Comment: Conscientious Objector
Adam Turkington

From the Director
David Porter

Christian Perspectives on Reconciliation
Norman Taggart

Ministry in a divided society
1. Pastor John Dickinson
2. Priest Ken Clarke

The Laughing Minister
Graham Cheesman

Forgetting to Remember
Peter Stevenson

Ministry in a divided society
3. Prophet Derek Poole
4. Peacemaker David Porter

Review: A New Start
Heather Morris

< Past Issues Archive

Lion&Lamb20

Lion&Lamb20

MINISTRY IN A DIVIDED SOCIETY
Part 3: Ministry as Prophet

The cultural and political trauma of the last thirty years has both judged the Christian community and created an opportunity to revisit areas of theological neglect. In particular the climate now exists to consider the failure of Evangelical conscience in the face of historical alienation and sectarian hostility; to question the role of the church as tribal chaplain; to recover the biblical imperatives of peace, justice and reconciliation; and to articulate a biblically informed social vision that offers genuine healing and hope to a society that has grown sick of the politics of fear and the religion of hate. The fulfilment of this vision necessities a rediscovering of the radical nature of the gospel and the prophetic ministry of the Church.

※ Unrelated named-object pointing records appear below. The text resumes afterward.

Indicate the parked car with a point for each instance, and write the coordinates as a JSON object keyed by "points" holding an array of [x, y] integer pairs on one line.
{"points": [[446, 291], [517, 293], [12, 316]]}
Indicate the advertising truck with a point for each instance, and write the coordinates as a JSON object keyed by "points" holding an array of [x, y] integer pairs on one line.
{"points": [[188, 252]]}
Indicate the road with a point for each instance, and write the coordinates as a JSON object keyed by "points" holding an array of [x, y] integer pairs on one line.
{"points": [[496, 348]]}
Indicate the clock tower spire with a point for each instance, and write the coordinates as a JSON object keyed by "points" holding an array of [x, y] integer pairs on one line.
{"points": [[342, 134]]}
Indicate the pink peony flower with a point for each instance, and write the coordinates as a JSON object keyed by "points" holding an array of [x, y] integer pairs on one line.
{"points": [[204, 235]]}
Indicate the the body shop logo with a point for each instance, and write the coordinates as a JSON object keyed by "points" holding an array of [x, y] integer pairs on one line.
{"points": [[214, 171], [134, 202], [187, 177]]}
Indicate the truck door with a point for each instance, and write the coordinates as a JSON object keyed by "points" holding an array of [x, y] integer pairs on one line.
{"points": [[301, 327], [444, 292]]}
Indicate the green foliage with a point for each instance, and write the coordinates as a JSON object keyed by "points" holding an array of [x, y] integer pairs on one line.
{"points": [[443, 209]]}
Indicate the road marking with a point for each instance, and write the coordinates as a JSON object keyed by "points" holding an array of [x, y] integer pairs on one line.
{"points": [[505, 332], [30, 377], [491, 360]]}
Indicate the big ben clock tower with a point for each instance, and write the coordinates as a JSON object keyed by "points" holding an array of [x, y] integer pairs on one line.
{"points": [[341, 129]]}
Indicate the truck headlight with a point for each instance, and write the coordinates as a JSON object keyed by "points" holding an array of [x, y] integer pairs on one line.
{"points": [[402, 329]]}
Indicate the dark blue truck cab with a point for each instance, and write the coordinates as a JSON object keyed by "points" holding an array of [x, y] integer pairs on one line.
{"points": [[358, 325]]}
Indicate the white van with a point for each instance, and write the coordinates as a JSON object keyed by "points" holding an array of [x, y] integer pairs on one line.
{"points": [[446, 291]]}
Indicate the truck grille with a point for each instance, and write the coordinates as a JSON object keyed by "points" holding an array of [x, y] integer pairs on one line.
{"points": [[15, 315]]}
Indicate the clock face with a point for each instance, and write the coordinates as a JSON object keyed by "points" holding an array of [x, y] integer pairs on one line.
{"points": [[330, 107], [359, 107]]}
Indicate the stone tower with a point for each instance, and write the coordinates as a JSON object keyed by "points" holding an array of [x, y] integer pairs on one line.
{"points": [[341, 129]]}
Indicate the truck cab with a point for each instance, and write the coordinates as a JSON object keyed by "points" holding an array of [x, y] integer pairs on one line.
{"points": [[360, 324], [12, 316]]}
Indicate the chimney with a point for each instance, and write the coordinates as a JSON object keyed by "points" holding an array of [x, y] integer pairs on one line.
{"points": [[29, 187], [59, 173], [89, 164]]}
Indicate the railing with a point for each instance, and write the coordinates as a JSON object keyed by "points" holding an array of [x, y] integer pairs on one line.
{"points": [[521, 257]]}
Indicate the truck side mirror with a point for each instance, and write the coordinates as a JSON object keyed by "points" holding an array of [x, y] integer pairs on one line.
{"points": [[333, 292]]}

A biblical vision of social transformation is not some trendy, politically correct euphemism for ‘woolly liberalism’. The Evangelical tradition has been populated with men and women who understood the gospel in both personal and social terms. Their inspiration was not only for the eternal security of others but equally for the temporal well being of lives inflicted by the sin and injustice of the world. They saw no contradiction in ‘winning souls for Christ’ and working for political and social conditions in which these same souls might live full and dignified human lives. They held creatively the tension between the eternal things that mattered above all else and yet attended to the transitory things that mattered because men and women are made in the image of God. The Evangelical heritage when rediscovered is seen to be an ethically responsible one. Its social witness, though seriously eclipsed by decades of fundamentalist/modernist controversy, was concerned with both the individual and the nature of the society in which he lives.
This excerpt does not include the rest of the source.